Gunman went on shooting spree at medical centre, with the US still reeling from Texas school killings a week ago.

A man armed with a rifle and handgun opened fire inside a medical building in Oklahoma on Wednesday, killing four people, police said, the latest of a series of mass shootings in the United States.

The gunman also died, apparently of a self-inflicted wound, Tulsa’s deputy police chief Eric Dalgleish told reporters outside the St Francis Hospital.

Dalgleish said police were trying to determine the man’s identity, but said he was aged between 35 and 40.

The shooting comes eight days after an 18-year-old man armed with an automatic rifle burst into Robb Elementary School in Uvalde, Texas, and killed 19 children and two teachers before being fatally shot himself and just more than two weeks after a shooting at a Buffalo supermarket by a white man who is accused of killing 10 Black people in a racist attack.

The site of the St Francis Hospital was sealed off on Wednesday afternoon when police learned of the attack at the Natalie Medical Building, which houses an outpatient surgery centre and a breast health centre.

Tulsa resident Nicholas O’Brien, whose mother was in a nearby building when the shooting occurred, told reporters that he rushed to the scene.

“They were rushing people out. I don’t know if some of them were injured or just have been injured during the shooting, but some of them couldn’t walk very well. But they were just kind of wobbling and stumbling and getting them out of there,” he said.

“I was pretty anxious. So once I got here and then I heard that she (his mother) was OK, the shooter had been shot and was down, I felt a lot better. It still is horrible what happened,” O’Brien said.

US President Joe Biden has been briefed on the Tulsa shooting, the White House said in a statement, adding that the administration had offered support to local officials.

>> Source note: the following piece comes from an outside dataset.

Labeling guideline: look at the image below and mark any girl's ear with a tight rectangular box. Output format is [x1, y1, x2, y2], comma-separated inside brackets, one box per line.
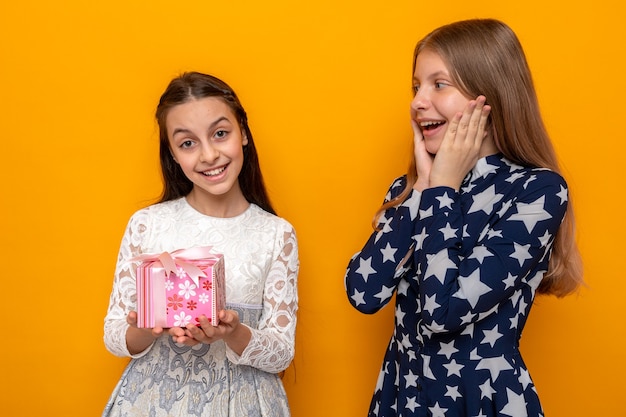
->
[242, 131, 249, 147]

Despite the recent mass shootings, gun regulation faces deep resistance in the United States, from most Republicans and some rural-state Democrats.

Biden, who visited Uvalde over the weekend, promised earlier this week to “continue to push” for reform, saying: “I think things have gotten so bad that everybody is getting more rational about it.”

Some key federal lawmakers have also voiced cautious optimism and a bipartisan group of senators worked through the weekend to pursue possible areas of compromise.

They reportedly were focusing on laws to raise the age for gun purchases or to allow police to remove guns from people considered a threat to themselves or others – but not an outright ban on high-powered rifles like the weapons used in both Uvalde and Buffalo.